Disclaimer: This is part of my notes on AI research papers. I do this to learn and communicate what I understand. Feel free to comment if you have any suggestion, that would be very much appreciated.

The following post is a comment on the paper Multi Class Explainable Unlearning for Image Classification via Weight Filtering by Samuele Poppi, Sara Sarto, Marcella Cornia, Lorenzo Baraldi and Rita Cucchiara.

Samuele P., et. al. propose a novel approach to unlearn a multiple classes from a pre-trained image classification model in a single untraining round. The technique learns a “Weight Filtering Network” (WF-Net) that is able to modulate the inner components of the model to remove the class of interest. The method discovers the weights that are responsible for the classification of the target class and then filters them out. This approach implicitly discovers the underlying relationships between network inner components and output classes and therefore allows to obtain a representation that can be employed for explainability purposes.

In comparison with single-class unlearning, WF-Net avoids the need of storing multiple models and performing multiple untraining rounds. This allows for a significant reduction in computational costs and memory usage, both at untraining and testing stages and provides increased flexibility.

The key observation is that there is a mapping between the inner components of a network and the output classes, as stated in [2]. Once trained, WF-Net is able to turn on and off those inner components to accomplish the desired unlearning behaviour on a class of choice. In practice, each layer $l$ of the pre-trained model is point-wise multiplied by a Weight Filtering (WF) layer $\alpha_l$, which allows to modulate the weights of the model. The WF-Net, which is the sequence of all WF layers $\alpha:=\{\alpha_l\}_l$, is trained to remove a number of classes $N_c$ from the model. Note that $\alpha_l$ has shape $N_c \times K$, where $K$ is the length of $w_l$. After a single untraining round we end up with a single checkpoint of the WF-Net that can be used to instruct the model to behave as if any of the $N_c$ classes were never learned. It is possible to forget all classes at same time by setting $N_c$ to the total number of classes in the model. There are three key aspects regarding the training of the WF-Net:

  1. Loss function: Is composed of two terms, an unlearning loss $L_f$ and a retaining loss $L_r$. Both are implemented as cross-entropy losses. The total loss should be minimized zeroing $L_r(\cdot)$ while maximizing $L_f(\cdot)$: $$ L = \lambda_0 \sum_{(x,y)\in\mathcal{D_r}} L_r(M(x),y) + \lambda_1 \sum_{(x,y)\in\mathcal{D_f}} \frac{1}{L_f(M(x),y)}$$ where $\mathcal{D_r}$ and $\mathcal{D_f}$ are the datasets of the classes to be retained and forgotten, respectively, $\lambda_0$ and $\lambda_1$ are hyperparameters that control the importance of the two terms, and $M$ is the WF model, i.e. the pre-trained model with fixed weights together with the WF-Net.

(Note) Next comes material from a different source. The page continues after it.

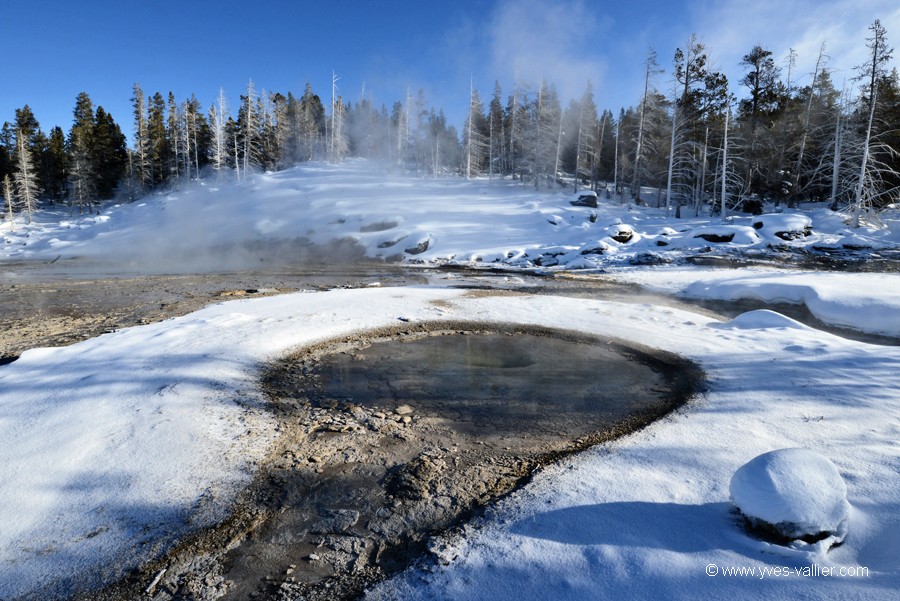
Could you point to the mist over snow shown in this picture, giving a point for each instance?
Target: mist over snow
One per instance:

  2. Regularization: Adding a regularizer $R(\cdot)$ to ensure only few parameters of $\alpha_l$ are dropped to zero. $R(\hat\alpha)$ is computed as the average of inverted alphas $\hat\alpha_l:=1-\alpha_l$: $$ L = \lambda_0 \sum_{(x,y)\in\mathcal{D_r}} L_r(M(x),y) + \lambda_1 \sum_{(x,y)\in\mathcal{D_f}} \frac{1}{L_f(M(x),y)} + \lambda_2 R(\hat\alpha)$$

  3. Label expansion: To realize untraining of all classes simultaneously, during the training process, each mini-batch of size $B$ is divided into two halves, obtaining $B/2$ samples from the classes to be unlearned and $B/2$ samples from the classes to be retained. Samples from the first half are labeled with the original labels, while samples from the second half are randomly labeled. The random strategy is used to randomly retain one of the rows of each $\alpha_l$. This retain step is performed $T$ times, pairing each time the samples with a different random label, and expanding the size of the retaining loss to $(T, B/2)$. The last step is averaging both losses.

Personal Thoughts

  • Note that this approach is not really about unlearning, but about modulating the weights of the network using an additional network that is able to filter out the weights that are responsible for the classification of one (or more) of the $N_c$ classes to be forgotten. Despite that, it is an interesting method that can be used to improve the explainability models while acting “as if” the model has been untrained from a certain class.

  • I am sceptical about the computational efficiency of the model. As far as I understand, the WF-Net has as many parameters as the pre-trained model, and expands the size of the mini-batches by a factor of $T$. This could lead to a significant increase in the computational cost of the training process of the WF-Net.

References

[1] Poppi, S., Sarto, S., Cornia, M., Baraldi, L., & Cucchiara, R. (2023). Multi Class Explainable Unlearning for Image Classification via Weight Filtering. arXiv:2304.02049.

[2] Wang, A., Lee, W., & Qi, X. (2022). HINT: Hierarchical Neuron Concept Explainer. arXiv:2203.14196.